We observed an increase in IL-10 levels in the nicotine-treated mice. The ability of IL-10 to inhibit cytokine synthesis by helper T cells was found to be due to its inhibitory effect on macrophage-monocytes (Fiorentino et al, 1991). IL-10 has been shown to reduce neutrophil-dependent bacterial killing (Laichalk et al, 1996). High levels of IL-10 may benefit periodontopathic bacteria survival.
This paper is the first to demonstrate changes in cytokine levels in mice continuously treated with nicotine for around 1 month. Nicotine may play an important role in the mechanism by which smoking induces periodontal disease. Further study is required to evaluate the impact of these findings on the understanding of the mechanisms by which smoking affects periodontal disease.
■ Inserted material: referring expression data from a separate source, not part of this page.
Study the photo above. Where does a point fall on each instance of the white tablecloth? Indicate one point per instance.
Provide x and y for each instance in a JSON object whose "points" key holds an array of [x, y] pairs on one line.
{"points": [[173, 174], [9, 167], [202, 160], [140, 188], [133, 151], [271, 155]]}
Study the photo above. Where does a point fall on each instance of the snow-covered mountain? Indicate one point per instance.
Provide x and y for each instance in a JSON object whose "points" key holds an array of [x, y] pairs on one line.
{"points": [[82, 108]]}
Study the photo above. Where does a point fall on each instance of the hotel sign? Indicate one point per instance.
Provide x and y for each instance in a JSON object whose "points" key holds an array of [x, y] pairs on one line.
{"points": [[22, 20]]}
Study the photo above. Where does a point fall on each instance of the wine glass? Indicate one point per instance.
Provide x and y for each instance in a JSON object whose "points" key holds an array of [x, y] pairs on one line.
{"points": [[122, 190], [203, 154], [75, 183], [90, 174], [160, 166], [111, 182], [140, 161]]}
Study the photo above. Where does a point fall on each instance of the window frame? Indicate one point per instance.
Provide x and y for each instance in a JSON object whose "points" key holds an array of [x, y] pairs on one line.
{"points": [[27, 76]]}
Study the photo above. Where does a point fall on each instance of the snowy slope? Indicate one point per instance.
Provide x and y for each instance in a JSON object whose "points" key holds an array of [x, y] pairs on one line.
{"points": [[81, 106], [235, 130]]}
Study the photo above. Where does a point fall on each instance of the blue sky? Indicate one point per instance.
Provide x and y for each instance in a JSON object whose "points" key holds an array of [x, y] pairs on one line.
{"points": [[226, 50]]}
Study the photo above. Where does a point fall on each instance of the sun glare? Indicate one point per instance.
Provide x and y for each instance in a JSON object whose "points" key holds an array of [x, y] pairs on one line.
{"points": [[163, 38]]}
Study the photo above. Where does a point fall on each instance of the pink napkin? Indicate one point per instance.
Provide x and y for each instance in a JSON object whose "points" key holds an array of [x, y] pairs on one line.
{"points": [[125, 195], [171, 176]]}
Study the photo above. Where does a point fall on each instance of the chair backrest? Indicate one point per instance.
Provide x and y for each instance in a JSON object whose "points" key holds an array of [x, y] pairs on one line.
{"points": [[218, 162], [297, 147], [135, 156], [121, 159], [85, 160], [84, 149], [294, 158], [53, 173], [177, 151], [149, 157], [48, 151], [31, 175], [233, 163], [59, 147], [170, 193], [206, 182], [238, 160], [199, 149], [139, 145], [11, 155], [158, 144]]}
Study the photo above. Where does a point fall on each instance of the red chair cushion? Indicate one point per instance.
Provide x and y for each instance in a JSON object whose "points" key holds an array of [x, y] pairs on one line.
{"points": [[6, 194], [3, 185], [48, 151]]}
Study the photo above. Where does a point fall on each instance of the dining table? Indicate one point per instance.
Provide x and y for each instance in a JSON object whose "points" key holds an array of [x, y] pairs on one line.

In conclusion, the results of this study suggest that nicotine affects the immune response through disturbance of the cytokine network that plays a crucial role in the regulation of periodontal tissue inflammation.
Acknowledgements
This research was supported by Oral Health Science Center Grant HRC7 from Tokyo Dental College, a ‘High-Tech Research Center’ Project for Private Universities: matching fund subsidy from MEXT (Ministry of Education, Culture, Sports, Science and Technology) of Japan, 2006–2010. The authors would like to thank Associate Professor Jeremy Williams, Tokyo Dental College, for his assistance with the English of this manuscript.